Akumuli is row-oriented in the sense that every chunk is a row. But on the other hand every chunk is column-oriented. This gives us both high write-throughput and good a compression ratio.

Compression algorithms

Akumuli uses several compression algorithms for different column types.

  • Timestamps are compressed using delta encoding followed by run-length encoding (RLE). This is great because timestamps are always increasing thus can be easily compressed by delta-encoding. Time-series data often has periodic nature. In this case delta encoding will give us a series of equal numbers that can be compressed by RLE very efficiently! Delta-RLE encoded data then gets encoded by the LEB128 algorithm. (The implementation can be found here).
  • IDs are compressed using LEB128 encoding. In this scheme small IDs (less then 128) will occupy a single byte and larger IDs will occupy two or more bytes.
  • Data offsets (used for binary BLOBs) are compressed using delta encoding followed by ZigZag encoding, RLE and finally LEB128 encoding. We need ZigZag encoding because offsets can go out of order sometimes and delta-encoding can produce negative numbers. For numeric values this column contains zeroes (most values in the chunk should be numeric) thus can be compressed by the RLE encoder very well.
  • The most interesting part is the one of numeric values! Let’s look at it more closely.

Numeric data compression algorithm

My compression algorithm is based on this paper (you can find PDF online). If we have an array of floating-point values we can’t delta-encode them because otherwise precision would be lost. Instead we can XOR two adjacent values and get a binary diff. In the case of numeric time series we will get some 64bit number with leading zeroes. This number can be encoded using a very small amount of memory.
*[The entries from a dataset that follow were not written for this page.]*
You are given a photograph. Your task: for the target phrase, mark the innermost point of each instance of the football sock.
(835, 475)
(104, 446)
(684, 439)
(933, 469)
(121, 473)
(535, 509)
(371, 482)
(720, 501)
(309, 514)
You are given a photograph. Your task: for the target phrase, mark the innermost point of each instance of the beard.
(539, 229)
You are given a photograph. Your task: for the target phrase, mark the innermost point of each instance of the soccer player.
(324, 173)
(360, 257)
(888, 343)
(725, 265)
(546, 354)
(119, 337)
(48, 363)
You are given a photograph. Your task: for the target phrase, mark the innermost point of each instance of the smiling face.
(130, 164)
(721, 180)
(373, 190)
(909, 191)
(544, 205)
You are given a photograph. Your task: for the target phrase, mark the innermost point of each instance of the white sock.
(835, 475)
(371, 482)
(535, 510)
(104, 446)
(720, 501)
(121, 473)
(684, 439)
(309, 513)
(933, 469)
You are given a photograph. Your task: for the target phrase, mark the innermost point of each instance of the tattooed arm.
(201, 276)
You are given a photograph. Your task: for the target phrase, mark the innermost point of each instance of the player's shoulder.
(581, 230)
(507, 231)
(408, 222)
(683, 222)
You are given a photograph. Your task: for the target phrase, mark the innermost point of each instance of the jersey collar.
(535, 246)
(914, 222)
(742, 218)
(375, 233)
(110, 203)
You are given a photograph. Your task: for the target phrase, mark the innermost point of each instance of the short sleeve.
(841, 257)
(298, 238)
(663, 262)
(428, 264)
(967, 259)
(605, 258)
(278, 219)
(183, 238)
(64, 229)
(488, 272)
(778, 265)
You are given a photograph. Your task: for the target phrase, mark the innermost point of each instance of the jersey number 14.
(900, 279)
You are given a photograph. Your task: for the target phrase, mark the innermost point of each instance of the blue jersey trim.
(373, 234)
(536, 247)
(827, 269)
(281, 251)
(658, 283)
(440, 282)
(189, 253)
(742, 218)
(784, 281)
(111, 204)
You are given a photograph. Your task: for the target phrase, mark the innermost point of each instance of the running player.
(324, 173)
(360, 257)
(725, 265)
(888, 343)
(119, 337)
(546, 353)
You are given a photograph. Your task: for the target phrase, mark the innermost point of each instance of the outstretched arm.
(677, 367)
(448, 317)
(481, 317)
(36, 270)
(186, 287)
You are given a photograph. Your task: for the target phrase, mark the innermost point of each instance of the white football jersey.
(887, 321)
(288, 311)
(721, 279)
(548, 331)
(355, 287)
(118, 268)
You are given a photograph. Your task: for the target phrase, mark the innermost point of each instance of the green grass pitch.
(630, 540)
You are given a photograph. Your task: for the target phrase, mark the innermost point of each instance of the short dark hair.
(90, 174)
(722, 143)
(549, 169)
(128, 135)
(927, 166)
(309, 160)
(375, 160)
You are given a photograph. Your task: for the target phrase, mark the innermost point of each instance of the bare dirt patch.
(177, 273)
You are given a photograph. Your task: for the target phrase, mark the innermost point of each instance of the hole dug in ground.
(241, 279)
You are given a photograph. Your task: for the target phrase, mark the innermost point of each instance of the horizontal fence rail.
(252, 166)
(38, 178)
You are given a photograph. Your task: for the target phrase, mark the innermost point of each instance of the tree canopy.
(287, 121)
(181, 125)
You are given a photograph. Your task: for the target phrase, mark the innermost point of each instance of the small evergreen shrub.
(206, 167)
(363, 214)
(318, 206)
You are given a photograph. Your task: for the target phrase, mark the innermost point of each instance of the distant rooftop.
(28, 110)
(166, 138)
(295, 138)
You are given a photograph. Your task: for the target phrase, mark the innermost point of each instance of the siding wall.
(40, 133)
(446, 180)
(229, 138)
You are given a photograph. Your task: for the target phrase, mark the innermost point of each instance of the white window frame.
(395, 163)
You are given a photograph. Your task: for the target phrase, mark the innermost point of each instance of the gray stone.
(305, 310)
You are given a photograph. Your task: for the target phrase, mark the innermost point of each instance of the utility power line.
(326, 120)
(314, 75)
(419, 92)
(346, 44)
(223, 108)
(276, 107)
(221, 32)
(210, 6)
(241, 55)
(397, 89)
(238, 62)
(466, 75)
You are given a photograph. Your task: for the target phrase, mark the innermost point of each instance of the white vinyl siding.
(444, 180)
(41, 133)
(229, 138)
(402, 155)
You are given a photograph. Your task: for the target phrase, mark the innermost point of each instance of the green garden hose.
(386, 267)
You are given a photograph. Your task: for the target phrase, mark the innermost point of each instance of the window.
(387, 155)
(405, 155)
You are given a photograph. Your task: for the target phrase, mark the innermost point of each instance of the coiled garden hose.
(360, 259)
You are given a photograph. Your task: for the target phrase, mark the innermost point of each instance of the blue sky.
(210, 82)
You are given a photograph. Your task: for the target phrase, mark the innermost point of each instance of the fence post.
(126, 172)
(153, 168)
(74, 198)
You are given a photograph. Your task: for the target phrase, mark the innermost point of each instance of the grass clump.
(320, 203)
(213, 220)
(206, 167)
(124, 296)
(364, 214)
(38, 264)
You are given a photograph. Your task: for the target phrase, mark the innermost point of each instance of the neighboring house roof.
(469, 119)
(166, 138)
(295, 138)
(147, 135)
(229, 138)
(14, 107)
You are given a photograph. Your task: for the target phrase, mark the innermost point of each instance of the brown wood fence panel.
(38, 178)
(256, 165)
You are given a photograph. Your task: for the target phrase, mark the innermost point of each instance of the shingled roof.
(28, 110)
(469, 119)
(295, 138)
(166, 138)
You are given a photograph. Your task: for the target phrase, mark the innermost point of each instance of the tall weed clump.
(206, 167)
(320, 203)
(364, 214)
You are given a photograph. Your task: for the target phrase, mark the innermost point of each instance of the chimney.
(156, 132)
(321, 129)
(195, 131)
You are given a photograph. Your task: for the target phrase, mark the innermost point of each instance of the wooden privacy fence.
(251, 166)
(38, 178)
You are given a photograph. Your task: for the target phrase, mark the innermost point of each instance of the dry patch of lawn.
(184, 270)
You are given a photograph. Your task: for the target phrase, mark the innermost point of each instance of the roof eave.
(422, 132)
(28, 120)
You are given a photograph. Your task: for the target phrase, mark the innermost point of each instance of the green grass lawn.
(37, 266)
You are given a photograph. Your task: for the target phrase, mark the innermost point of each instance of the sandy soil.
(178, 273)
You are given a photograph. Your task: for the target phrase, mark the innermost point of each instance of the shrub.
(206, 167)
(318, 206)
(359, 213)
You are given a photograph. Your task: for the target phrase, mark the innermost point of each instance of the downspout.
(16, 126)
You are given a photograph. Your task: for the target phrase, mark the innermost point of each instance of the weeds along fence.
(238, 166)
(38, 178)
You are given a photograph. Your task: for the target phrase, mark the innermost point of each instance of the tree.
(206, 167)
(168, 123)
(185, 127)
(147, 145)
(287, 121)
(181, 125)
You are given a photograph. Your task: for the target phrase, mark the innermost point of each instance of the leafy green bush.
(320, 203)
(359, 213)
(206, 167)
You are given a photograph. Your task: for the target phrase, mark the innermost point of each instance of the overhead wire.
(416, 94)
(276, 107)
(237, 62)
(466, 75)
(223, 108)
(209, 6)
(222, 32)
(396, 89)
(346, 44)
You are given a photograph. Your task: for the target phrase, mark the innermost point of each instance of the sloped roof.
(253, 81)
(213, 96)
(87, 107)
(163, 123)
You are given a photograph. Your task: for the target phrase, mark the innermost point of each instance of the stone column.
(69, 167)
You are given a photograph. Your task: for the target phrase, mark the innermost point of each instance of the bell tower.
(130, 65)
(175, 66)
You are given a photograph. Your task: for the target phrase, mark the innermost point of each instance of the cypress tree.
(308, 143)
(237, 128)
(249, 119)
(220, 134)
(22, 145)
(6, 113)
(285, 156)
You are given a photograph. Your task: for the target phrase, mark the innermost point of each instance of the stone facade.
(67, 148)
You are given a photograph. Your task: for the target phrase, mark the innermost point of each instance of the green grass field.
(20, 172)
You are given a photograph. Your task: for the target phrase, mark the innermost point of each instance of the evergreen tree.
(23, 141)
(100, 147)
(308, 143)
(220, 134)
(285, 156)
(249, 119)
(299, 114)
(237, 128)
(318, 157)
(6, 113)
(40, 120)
Akumuli uses four bits to represent the length of a number and sequence of four bit numbers to encode its binary diff. The aforementioned paper describes a slightly more complex algorithm which uses forecasting to predict a new value. The predicted and actual value are then used to calculate the binary diff. This diff should be smaller than the diff between the previous and new value. I am not using this because it’s harder to implement and my simple algorithm already gives very good results.

The floating-point compression algorithm implementation can be found here. It uses the __builtin_clzl compiler intrinsic function to count leading zeroes for better performance.

Lies and benchmarks

In my tests this specialized compression algorithms gives up to 50% better compression ratio than a generic compression algorithm (gzip).